Type of paper: Topological research of phase portraits.
This paper is the first one which classified potential phase portraits, in this case of codimension 0, and opened the way for higher codimensions and the possibility to obtain all potential phase portraits of quadratic systems modulo limit cycles.
The idea of producing all potential phase portraits came from Shi Songli who created a list of 65 potential phase portraits for structurally stable phase portraits of quadratic systems modulo limit cycles. However his list had two repetitions and 7 missed cases in order to produce a complete list of all potential phase portraits od codimension 0.
After Shi Songli's list, Ye Yanqian and others already started to realize that not all potential phase portraits would be realizable and started to discard phase portraits from the list of Shi Songli.
In this paper, the authors improved the list of Shi Songli which was not complete, gathered all the proofs of impossibility already done, collected all phase portraits already found by previous mathematicians, and found the last case to complete the list of realizable cases, concretely \(QS10_{13}^{(0)}\).

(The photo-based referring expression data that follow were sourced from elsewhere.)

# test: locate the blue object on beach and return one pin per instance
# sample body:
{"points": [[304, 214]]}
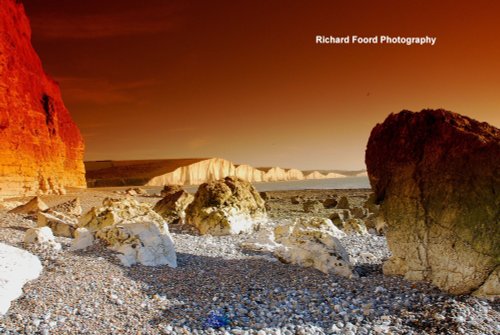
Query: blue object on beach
{"points": [[216, 319]]}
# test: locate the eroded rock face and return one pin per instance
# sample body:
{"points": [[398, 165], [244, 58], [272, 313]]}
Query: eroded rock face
{"points": [[437, 177], [173, 206], [42, 237], [227, 206], [70, 207], [17, 266], [131, 228], [60, 223], [41, 149], [33, 206]]}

In this paper, and some others using the same technique, the authors did not pay attention to some geometrical features that force that some phase portraits may break some rules as the number of contact points with the flow. They were mainly interested in producing all the potential topologically distinct phase portraits and not them to be accurately real pictures. Anyway, if a phase portrait has proved to be realizable, whether with the given shape or with another topologicaly equivalent, it will exist.